I was thinking about this today as I taking my daily walk. It’s something I’ve fallen out of the habit of doing in the last couple of weeks-ish and was reminded (for the nth time) just how important walking is to me. It’s not the exercise aspect, nor the access to fresh air, what matters is that I’m alone – no music, no podcast, no conversation – just me and my thoughts. Well, to be fair, there are times (more than I’d like to admit to be sure) when I talk to myself, but that hardly counts as a conversation.
The reason I decided to start my discussion on the subject of what constitutes productivity for a writer by speaking about my daily walk, is to demonstrate quite how important seemingly unrelated activities can be to the writing process. As someone who’s been suffering from a bit of a block of late, it’s taken a while to get to the bottom of it. Well, in fact what it took was for the weather to improve and for my knee to start hurting – all of which reminded me of the need to get physically moving again. Because ever since my return from said walk, the garden gate of writing has started to swing open, if not the floodgates quite yet.
While a great believer that writing must be treated as a job of work where you turn up and get on with it, there are aspects you may need to consider, including ensuring the mind and body are in good shape and ready for writing.

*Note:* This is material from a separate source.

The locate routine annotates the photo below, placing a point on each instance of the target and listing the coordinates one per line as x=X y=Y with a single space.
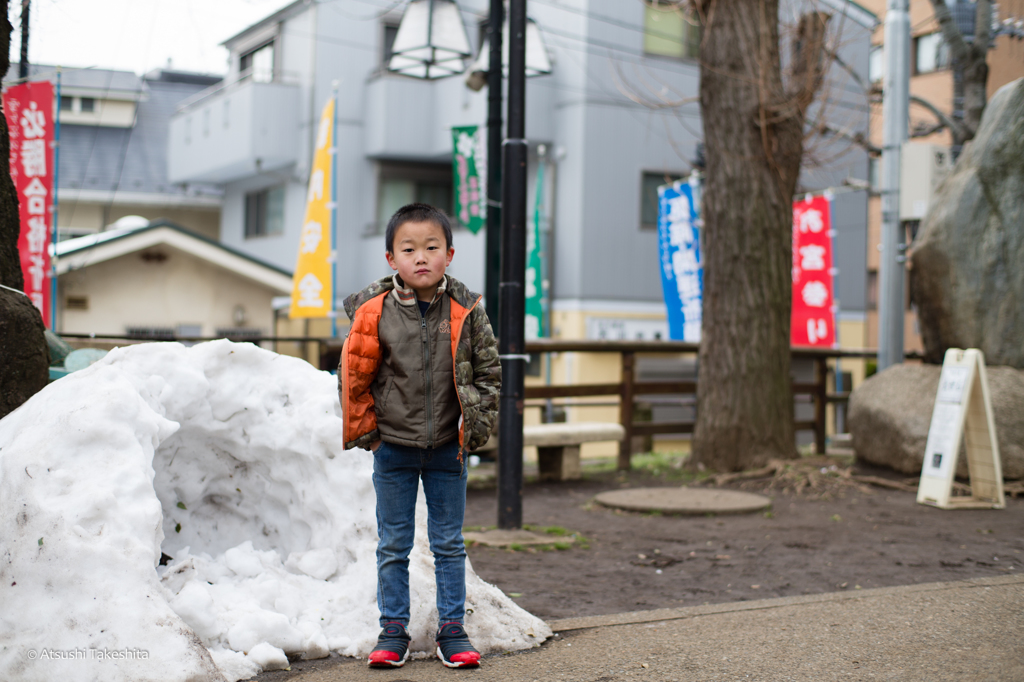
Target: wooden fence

Now clearly writing productivity includes the actual writing, re-writing and editing, and I don’t believe anyone would argue that planning or plotting forms a key part of the writing process (at least for those who’re not pantsers) and who could argue about research being an intrinsic part likewise? But what counts as research? Is it specific, targeted investigation to establish facts around which you will write, is it background reading to get a feel of an era or a place, is it visiting museums to see how people lived, is it seeking out art or clothing or furnishings from a particular time or location, is it visiting period properties or certain geographical locations, does it involve learning a skill your character may have, or taking a journey they will take, can it be reading the work of other writers – whether or not they write in your particular genre, perhaps it’s simply living and being open to inspiration? I would suggest that it could be each and every one of these, and much more besides, as a writer never knows where or when inspiration will strike.

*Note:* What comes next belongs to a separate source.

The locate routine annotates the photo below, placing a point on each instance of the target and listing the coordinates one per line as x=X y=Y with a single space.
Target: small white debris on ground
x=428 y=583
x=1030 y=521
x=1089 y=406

One more thing to be aware of – when I’m in the middle of writing something, I find it difficult to read fiction without the voice of what I’m reading leaching into what I’m writing. I know I’m not alone in this and, with luck, as I develop greater experience in the process of writing, that could change. But as doing without reading at all is simply too painful for me, in order to maintain my productivity, I also have to ensure there’s a good selection of non-fiction available on my TBR list for reading breaks when I’m writing.
I can’t write about the subject of writing productivity without talking about practice. In an ideal world, you sit down and you write. You pour out words into your current work-in-progress, and you don’t allow yourself to be diverted. But what about when you’re between WIPs, or when you hit a dead-end? Do you focus entirely on non-writing tasks? Shouldn’t you be flexing your writing muscles on a regular basis? I don’t believe everyone needs to write every day, but I do believe in the power of practising the craft regularly, even when it’s not on the project. A short story, a piece of flash fiction, an essay or opinion piece, something to keep your writing chops well oiled.

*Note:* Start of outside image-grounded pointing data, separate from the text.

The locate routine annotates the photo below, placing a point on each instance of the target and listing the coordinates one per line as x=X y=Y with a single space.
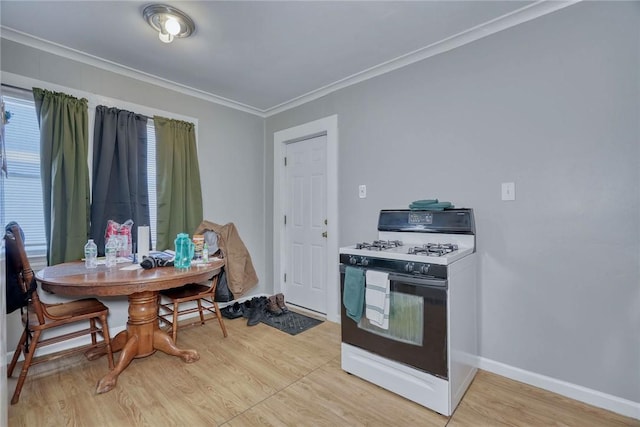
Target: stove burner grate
x=434 y=249
x=379 y=245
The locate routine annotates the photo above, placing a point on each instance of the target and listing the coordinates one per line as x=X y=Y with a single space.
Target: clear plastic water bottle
x=111 y=251
x=205 y=253
x=90 y=254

And there’s also the business aspect of writing – querying, pitching, marketing, cover design, networking, paying bills and doing taxes – and while none of these aspects will contribute to your daily word count, they’re all necessary. Now, you might be in a position where you can delegate some or all of those tasks, and you might not, but there’s no point writing a wonderful book if no-one ever gets to read it.
If you’d asked me this question even a year ago, I’d have probably given a very different answer. Then, I thought the only truly productive thing for a writer to do was to sit down and finish your manuscript. I believed anything else was entirely extraneous to writing… I know better now.